Vanilla in MadagascarOct 13, 2018
I just spent three months in Madagascar, shooting a story on vanilla. Vanilla is an orchid plant which grows in the island’s warm and humid north. Madagascar produces 80% of the world’s vanilla.
Vanilla is used in a lot of packaged foods and has become a valuable raw material, like gas or ore. It’s the most volatile spice on the planet in terms of cost. Big global food corporations as well as the cosmetics industry are dependent on vanilla. For example, a big part of the yearly 1500-2000 tons of natural vanilla is used for Coke.
Here are a couple of reportages I shot around vanilla.

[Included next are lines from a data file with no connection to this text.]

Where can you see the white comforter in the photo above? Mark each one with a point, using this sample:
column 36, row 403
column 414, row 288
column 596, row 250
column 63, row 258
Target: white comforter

In August, I spent a week en brousse with five vanilla collectors—Leonce, CC, Cassim, Emilien and Zidane—from Antsirabe Nord to Fotsialanana, a tiny village in the middle of nowhere that can only be reached via a piste which is impassable for about three months during the rainy season. We often got stuck in the magaodra (mud—one of the first new words I learnt in Malagasy on this trip and very useful to know as people often debate with their fellow travelers whether the road ahead is magaodra be (very muddy) or not).
This was definitely the craziest reporting trip I’ve ever been on. It took eight hours by moto to reach Fotsialanana—through rivers, mud and across stone fields; I was chauffeured around by Zidane, and died a hundred little deaths on the back of his bike every day.
August 22-26, 2018
The gaong (boys) and I lived in a simple two-room trano vato (stone house) with an outdoor kitchen, but without electricity and without a bathroom (we took showers in the river and peed outside).
All vanilla beans are paid for in cash. The largest Malagasy Ariary denomination is 20’000 Ar (US$ 6) and with 1 kg selling for about 180’000 Ar (US$ 53) sums go up into the millions and billions. All sales and expenses are double and triple-checked by Leonce, le patron de l’equipe, and jotted down by CC and Cassim.
A vanilla farmer and his son. Signs of relative wealth: Flashy furniture, electricity, a DVD player.
After the harvest, the beans go through a long and complex process during which their typical aroma is produced.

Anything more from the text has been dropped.